Imagine that you and I are reclining around a first century dinner table full of bread, soup, and lentils. True to history, we lean on one arm and extend our tired legs. The candlelight reflects warm rays of orange and burgundy as it ricochets off the walls and rugs lining the room. We dine with Pharisees, disciples, sinners, and Jesus.

In the midst of theological discussion and Jewish current events enters a woman simply known as “a sinner” (Luke 7:37). You and I recognize the popular woman; she has developed a reputation for immorality. We exchange surprised glances as she begins to weep uncontrollably. Her emotions overtake her poise and a cascade of water pours onto her Savior’s feet.

Surprisingly, he is not startled or unnerved. He just observes. Everyone begins to feel the awkward tension the woman has created, but Jesus gets comfortable. As he leans, she crumbles under the weight of her emotion and begins to wipe Jesus’ feet with her hair. The dinner takes an unexpected turn when she anoints Jesus’ soiled feet with oil.

At this point everyone has stopped eating. The only audible sound is silence. An uncomfortable moment turned sacred. You and I soak up the beauty as sin and forgiveness collide, until we hear a deep, rugged voice trying his best to pair theological accuracy and an encounter with God.

“If this man were a prophet, he would have known who and what sort of a woman this is who is touching him, for she is a sinner” (Luke 7:39). Oh, Jesus knew. He knew more than a prophet could forget. He had seen her darkest moments, felt her pain, and would soon bear her embarrassment. He saw her genuine brokenness, her heart transformed by His love. Contrarily, the Pharisee knew rigor, doctrine, and theology, but he lacked divine forgiveness.

Although her example is a portrait of remarkable worship, Jesus uses her display as an opportunity to share God’s grace with the Pharisee. He illustrates by telling of two debtors, one deeper “in the hole” than the other. Both are forgiven, but the one who is forgiven more is the more grateful of the two (Luke 7:41-47).

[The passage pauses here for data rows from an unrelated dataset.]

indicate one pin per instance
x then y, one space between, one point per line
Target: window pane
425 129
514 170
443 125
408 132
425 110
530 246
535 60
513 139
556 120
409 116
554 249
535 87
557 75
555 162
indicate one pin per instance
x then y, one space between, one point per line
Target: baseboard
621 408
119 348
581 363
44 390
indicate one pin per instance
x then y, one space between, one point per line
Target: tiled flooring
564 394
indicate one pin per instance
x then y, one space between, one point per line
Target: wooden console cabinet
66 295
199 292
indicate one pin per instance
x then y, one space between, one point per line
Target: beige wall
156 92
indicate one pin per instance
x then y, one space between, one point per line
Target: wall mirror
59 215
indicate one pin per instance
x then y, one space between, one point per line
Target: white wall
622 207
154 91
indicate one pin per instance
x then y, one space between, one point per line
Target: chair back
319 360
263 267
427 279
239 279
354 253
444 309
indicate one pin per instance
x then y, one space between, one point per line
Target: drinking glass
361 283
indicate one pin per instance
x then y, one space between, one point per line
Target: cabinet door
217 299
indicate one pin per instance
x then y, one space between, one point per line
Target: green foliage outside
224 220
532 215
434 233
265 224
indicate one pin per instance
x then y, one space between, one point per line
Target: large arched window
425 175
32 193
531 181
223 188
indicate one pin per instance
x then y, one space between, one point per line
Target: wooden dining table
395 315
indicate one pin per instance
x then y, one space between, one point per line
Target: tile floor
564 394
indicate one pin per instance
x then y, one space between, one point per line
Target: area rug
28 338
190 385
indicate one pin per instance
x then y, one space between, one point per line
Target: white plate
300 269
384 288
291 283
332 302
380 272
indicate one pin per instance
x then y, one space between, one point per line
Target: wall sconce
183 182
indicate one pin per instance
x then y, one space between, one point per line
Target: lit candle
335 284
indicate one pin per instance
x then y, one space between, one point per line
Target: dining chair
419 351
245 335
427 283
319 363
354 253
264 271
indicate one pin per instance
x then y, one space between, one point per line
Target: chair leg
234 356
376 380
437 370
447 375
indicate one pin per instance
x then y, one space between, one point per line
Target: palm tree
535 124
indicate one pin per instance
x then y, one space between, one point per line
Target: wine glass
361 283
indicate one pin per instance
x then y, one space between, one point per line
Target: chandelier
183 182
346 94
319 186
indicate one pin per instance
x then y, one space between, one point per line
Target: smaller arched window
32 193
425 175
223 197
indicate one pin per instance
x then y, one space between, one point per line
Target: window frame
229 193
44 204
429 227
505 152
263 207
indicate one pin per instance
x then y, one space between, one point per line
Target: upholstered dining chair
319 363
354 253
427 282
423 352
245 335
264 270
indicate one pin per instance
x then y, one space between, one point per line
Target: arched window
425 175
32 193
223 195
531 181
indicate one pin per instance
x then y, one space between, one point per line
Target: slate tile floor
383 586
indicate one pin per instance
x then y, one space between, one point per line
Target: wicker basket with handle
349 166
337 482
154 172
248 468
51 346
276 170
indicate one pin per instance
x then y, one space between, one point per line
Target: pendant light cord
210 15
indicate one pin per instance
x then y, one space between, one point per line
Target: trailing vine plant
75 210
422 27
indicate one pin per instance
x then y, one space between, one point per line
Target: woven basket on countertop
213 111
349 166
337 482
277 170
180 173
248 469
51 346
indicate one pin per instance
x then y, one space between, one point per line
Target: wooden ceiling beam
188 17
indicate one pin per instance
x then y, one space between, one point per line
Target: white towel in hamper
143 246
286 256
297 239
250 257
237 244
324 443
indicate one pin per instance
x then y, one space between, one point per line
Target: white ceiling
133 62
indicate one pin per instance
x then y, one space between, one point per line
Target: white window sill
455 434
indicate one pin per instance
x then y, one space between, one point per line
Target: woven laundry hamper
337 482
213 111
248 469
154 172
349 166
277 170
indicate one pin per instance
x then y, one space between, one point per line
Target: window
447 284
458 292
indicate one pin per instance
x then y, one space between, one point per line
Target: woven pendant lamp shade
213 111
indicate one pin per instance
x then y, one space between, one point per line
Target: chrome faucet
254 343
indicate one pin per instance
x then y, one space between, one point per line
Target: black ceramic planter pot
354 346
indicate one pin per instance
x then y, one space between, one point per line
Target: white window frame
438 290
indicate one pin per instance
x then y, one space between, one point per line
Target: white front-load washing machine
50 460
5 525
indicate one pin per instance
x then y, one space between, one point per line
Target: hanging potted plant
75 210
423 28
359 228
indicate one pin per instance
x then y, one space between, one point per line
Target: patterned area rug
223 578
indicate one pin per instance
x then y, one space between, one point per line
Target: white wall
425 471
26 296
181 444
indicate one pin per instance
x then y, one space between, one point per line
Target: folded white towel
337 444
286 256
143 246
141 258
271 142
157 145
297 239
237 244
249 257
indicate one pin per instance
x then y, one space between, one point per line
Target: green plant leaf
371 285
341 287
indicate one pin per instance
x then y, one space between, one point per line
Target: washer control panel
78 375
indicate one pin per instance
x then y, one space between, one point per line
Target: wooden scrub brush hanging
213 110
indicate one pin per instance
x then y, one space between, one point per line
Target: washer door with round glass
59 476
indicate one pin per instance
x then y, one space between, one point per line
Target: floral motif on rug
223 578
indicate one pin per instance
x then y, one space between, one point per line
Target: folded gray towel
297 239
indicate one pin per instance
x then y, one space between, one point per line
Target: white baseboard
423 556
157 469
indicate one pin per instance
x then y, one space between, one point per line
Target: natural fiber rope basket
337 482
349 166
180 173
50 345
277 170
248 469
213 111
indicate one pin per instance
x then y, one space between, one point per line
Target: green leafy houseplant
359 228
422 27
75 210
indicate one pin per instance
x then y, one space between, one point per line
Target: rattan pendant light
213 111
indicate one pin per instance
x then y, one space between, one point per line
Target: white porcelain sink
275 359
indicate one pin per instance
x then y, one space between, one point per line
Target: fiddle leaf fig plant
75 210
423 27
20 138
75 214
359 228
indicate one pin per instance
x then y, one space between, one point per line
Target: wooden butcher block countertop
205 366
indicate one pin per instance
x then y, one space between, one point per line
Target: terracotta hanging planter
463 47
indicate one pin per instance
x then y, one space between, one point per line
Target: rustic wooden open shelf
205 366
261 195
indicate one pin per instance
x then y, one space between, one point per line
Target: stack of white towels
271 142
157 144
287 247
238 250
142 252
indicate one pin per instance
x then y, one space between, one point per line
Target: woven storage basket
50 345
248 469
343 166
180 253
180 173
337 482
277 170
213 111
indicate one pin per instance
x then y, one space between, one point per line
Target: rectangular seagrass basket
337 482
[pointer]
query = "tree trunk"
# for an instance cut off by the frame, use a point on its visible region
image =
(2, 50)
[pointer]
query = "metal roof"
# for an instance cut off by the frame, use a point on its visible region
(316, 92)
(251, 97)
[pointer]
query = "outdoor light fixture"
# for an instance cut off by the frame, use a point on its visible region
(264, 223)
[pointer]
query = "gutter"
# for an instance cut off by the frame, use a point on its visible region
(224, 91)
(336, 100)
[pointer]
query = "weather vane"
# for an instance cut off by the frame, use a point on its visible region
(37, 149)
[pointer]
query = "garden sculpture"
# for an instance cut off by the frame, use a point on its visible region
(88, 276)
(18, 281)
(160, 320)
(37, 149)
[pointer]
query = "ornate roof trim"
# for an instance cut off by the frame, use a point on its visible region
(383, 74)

What’s the takeaway from this dinner? Here’s what struck me: I have been saved, forgiven an enormous debt, but does my relationship with Christ reflect it? Is my love for Christ deep enough to push me to tears of gratitude?

Her example convicts me. Maybe I take my salvation for granted at times. After 18 years of following Christ, my relationship can become stale if I let it. Occasionally, I need to take a page from the immoral woman’s worship manual and thank the One who paid my ransom.

Don’t let your salvation become cheap. Let’s choose thankfulness and joy today because we are recipients of Christ’s saving work on the cross.